Unlike my normal spoiler posts, this includes spoilers the whole way through. You have been warned.
Poirot invites Hastings to come to Styles Court to go hunting with him for one
last time. He has identified five cases of murder, where the obvious suspect was arrested and often found guilty, sometimes even confessing to the deed, and yet he insists that they were in fact all carried out by a mysterious X who is one of their fellow guests. Poirot believes X is planning to kill again and hopes to forestall him but this time he may have met his match.
My somewhat negative thoughts about this book are perhaps rooted in the fact that I foolishly read the end of it for the first time in a secondhand bookshop as it was one that we didn’t have at home. I still have no idea why I did it and I really wish I hadn’t as I never appreciated its undoubted cleverness properly but psychologically I just don’t think things would have happened to these characters as they do.
Poirot is so adamantly against murder (although he has on occasion let a killer go free or take an easier way out than the hangman’s rope) that I feel he should have been able to find another way. I do however enjoy the fact that Hastings becomes an unwitting killer by turning the revolving bookcase thus switching the poisoned cup back to Mrs Franklin.

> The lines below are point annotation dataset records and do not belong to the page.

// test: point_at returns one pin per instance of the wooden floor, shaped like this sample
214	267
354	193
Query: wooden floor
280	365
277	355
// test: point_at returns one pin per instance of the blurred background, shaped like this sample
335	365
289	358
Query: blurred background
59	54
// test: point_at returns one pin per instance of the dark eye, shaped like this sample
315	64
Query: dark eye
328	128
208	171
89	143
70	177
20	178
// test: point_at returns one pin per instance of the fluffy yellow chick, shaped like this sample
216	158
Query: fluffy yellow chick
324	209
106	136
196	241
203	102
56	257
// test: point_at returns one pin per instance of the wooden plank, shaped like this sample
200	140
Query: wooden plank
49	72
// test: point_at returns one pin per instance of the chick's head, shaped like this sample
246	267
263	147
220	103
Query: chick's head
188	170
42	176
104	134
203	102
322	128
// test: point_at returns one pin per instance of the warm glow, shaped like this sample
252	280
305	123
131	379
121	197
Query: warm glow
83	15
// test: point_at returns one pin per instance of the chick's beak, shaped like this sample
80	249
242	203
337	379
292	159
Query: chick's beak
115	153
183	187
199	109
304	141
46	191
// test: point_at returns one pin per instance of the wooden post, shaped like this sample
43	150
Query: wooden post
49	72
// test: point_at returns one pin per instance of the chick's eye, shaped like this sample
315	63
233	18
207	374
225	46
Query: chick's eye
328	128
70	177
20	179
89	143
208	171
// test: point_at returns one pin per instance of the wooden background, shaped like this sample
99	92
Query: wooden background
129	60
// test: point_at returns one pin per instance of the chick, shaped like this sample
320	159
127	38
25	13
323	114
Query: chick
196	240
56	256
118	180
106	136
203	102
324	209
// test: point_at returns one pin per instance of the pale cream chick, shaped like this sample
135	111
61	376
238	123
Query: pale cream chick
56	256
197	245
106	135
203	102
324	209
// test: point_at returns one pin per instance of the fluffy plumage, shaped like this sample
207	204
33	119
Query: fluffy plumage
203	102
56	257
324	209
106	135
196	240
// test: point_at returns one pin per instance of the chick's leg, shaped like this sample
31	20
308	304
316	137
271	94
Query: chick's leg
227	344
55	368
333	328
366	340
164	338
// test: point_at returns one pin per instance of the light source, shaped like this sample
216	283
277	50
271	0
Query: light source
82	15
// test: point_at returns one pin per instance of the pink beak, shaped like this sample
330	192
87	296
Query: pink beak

All in all though, as Poirot’s final case, it is a must read, and a great improvement on some of his later cases.
Recurring Character Development
Hercule Poirot
His health has been deteriorating for some time. He is now crippled by arthritis and has to use a wheelchair.
Captain Hastings
His wife has died.
He has four previously unmentioned children. One boy in the Navy, the other married and running the family ranch in the Argentine. Grace has married a soldier and is living in India. Judith is staying at Styles with her employer and his wife.
Signs of the Times
Written in the early 1940s, although deliberately held back from publication until the 1970s, the story is set maybe at most five years’ after the end of WWII, which causes a problem given that Poirot continued his career well into the 1960s. Maybe this is what happened in a parallel universe?
References to previous works
As on his first visit to Styles, Hastings sees a woman gardening as he enters the grounds, not Evelyn Howard this time, but Mrs Luttrell.
There is a slight spoiler for “The ABC Murders” and slightly more for “Sad Cypress” although Hastings refers to Evelyn Carlisle when he means Elinor Carlisle.
Poirot refers to an Iago type killer in “Peril at End House”:
“Such a jealousy as drove the Iago of your great Shakespeare to one of the cleverest crimes (speaking from the professional point of view) that has ever been committed.”
“Why was it so clever?” I (Hastings) asked, momentarily diverted.
“Parbleu – because he got others to execute it. Imagine a criminal nowadays on whom one was unable to put the handcuffs because he had never done anything himself.”
It is interesting that Poirot uses “when” rather than “if” in “Death in the Clouds” when replying to Inspector Japp who jokes that he is the murderer because the blowpipe was found down the back of his seat: “When I commit a murder it will not be with the arrow poison of the South American Indians.” Later Japp says ” Well, detectives do turn out to be criminals sometimes – in story books.”
They banter again in “Murder in the Mews” which leads Poirot to say: “My dear Japp, if I committed a murder you would not have the least chance of seeing how I set about it! You would not even be aware, probably, that a murder had been committed.”
The short story “The Dream” collected in “The Adventure of the Christmas Pudding” ends thus:
“I wonder of you’ll ever commit a crime, Poirot” said Stillingfleet.” I bet you could get away with it al right. As a matter of fact, it would be too easy for you – I mean the whole thing would be off as definitely too unsporting.”
“That,” said Poirot, “is a typical English idea.”
“The ABC Murders” includes the following prophetic exchange:
“I shouldn’t wonder if you ended by detecting your own death,” said Japp, laughing heartily. “That’s an idea, that is. Ought to be put in a book.”
“It will be Hastings who will have to do that,” said Poirot, twinkling at me.
“Ha, ha! That would be a joke, that would,” laughed Japp.